Schmitz nimmt die Herausforderung gerne an. Er ist Rechtsanwalt in einer renommierten Kölner Kanzlei, spezialisiert auf Compliance und Strafrecht in Unternehmenskrisen. Mit dem Schwerpunkt „Compliance in Sportorganisationen“ berät er seit Jahren große deutsche Sportverbände. Vereinsführung kennt er also nicht nur aus der Theorie.

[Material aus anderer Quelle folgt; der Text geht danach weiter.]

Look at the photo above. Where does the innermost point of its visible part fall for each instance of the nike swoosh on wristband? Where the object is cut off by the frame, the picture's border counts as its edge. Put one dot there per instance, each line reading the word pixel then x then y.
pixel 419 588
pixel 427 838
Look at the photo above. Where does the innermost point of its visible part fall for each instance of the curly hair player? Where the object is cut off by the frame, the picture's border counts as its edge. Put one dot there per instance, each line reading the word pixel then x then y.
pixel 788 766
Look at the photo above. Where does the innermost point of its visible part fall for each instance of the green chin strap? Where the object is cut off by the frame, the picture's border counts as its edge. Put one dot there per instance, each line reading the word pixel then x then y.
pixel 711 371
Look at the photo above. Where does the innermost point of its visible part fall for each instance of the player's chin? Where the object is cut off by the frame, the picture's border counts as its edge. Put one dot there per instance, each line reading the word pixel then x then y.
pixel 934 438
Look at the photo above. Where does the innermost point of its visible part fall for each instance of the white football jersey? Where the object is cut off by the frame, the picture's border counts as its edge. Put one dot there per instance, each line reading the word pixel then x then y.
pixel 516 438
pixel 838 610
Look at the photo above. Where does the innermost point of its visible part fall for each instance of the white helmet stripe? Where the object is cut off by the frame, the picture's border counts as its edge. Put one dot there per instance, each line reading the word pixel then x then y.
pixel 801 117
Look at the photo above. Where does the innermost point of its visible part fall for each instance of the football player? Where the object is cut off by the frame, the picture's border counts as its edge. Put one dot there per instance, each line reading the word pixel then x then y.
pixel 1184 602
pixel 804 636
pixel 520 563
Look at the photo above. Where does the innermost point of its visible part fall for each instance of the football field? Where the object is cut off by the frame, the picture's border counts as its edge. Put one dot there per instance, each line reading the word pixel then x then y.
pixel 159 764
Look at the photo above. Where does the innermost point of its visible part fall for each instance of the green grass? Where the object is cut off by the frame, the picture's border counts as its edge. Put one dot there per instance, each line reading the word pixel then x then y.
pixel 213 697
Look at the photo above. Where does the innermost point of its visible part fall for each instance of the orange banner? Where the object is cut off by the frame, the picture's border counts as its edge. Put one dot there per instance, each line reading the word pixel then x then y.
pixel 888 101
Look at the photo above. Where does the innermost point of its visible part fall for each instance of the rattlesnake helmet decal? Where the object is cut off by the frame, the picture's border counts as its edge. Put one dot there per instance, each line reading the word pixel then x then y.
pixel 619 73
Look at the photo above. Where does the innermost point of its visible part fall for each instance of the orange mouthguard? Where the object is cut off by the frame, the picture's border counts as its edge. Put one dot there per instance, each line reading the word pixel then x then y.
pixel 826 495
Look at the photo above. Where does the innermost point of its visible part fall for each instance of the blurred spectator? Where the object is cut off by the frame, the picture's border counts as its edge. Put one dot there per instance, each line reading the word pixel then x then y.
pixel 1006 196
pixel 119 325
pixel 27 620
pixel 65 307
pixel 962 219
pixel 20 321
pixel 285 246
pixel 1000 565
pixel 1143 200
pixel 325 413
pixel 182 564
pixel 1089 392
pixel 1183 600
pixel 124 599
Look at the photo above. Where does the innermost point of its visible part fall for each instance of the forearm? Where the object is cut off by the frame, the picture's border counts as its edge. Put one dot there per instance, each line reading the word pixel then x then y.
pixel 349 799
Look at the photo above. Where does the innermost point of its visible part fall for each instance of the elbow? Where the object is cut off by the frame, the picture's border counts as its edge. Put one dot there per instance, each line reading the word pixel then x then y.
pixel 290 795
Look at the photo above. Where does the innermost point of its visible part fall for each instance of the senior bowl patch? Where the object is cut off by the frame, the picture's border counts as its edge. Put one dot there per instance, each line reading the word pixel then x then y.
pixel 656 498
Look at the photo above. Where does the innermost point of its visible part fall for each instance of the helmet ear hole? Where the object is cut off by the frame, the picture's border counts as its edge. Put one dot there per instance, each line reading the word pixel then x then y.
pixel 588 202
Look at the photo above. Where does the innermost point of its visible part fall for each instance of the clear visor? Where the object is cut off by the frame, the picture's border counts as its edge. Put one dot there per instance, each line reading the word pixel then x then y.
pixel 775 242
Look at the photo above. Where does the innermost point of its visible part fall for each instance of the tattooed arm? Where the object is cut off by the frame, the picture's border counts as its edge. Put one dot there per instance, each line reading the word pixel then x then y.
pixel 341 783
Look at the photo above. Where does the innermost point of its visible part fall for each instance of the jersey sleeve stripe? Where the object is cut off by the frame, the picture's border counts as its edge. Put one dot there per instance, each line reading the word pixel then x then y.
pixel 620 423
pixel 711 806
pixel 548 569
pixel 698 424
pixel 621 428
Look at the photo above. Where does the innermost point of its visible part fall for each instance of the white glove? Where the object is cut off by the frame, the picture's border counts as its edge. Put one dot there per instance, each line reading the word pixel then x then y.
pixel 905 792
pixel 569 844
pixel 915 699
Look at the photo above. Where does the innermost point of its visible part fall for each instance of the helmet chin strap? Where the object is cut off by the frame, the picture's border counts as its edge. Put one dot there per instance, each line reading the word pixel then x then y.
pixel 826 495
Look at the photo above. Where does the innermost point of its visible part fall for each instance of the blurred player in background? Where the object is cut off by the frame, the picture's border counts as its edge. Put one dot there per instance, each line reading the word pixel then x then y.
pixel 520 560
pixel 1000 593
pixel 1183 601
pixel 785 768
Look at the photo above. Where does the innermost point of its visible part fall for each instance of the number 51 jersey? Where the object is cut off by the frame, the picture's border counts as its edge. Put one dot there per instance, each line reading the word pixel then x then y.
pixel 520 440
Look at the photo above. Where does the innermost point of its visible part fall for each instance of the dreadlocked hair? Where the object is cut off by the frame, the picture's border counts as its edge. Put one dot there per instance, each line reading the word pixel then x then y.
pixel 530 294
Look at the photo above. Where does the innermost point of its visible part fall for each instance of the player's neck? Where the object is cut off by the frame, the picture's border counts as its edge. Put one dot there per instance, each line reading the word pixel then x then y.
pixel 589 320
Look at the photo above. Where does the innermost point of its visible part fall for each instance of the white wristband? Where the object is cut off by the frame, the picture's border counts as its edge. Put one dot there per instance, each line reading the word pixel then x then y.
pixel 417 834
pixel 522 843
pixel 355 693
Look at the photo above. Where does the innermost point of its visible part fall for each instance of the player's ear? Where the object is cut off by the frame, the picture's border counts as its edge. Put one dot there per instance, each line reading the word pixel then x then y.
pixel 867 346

Schwarz-Weiß Köln plant Traglufthalle und mobile Hockeyhalle
„Schwarz-Weiß Köln ist im Hockey, Tennis, Lacrosse und inzwischen sogar Padel schon heute hervorragend aufgestellt“, sagt Schmitz. „Aber wir haben ambitionierte Ziele und wollen weiter wachsen.“ Konkret plant der Verein, die Möglichkeiten auf der besonderen Anlage direkt am Rhein in der Riehler Aue auszubauen: Für die Tennisspielerinnen und -spieler soll neben der festen Halle im Winter eine Traglufthalle mit vier Plätzen entstehen. Zusätzlich soll eine mobile Halle errichtet werden, in der das Hockeytraining für Kinder auch in der kalten Jahreszeit stattfinden kann. „Die Kapazitäten, die wir im Moment haben, reichen nicht mehr aus“, sagt er mit Blick auf die wachsende Nachfrage. Mit den Investitionen in eine moderne Infrastruktur will Schwarz-Weiß den nächsten Schritt machen.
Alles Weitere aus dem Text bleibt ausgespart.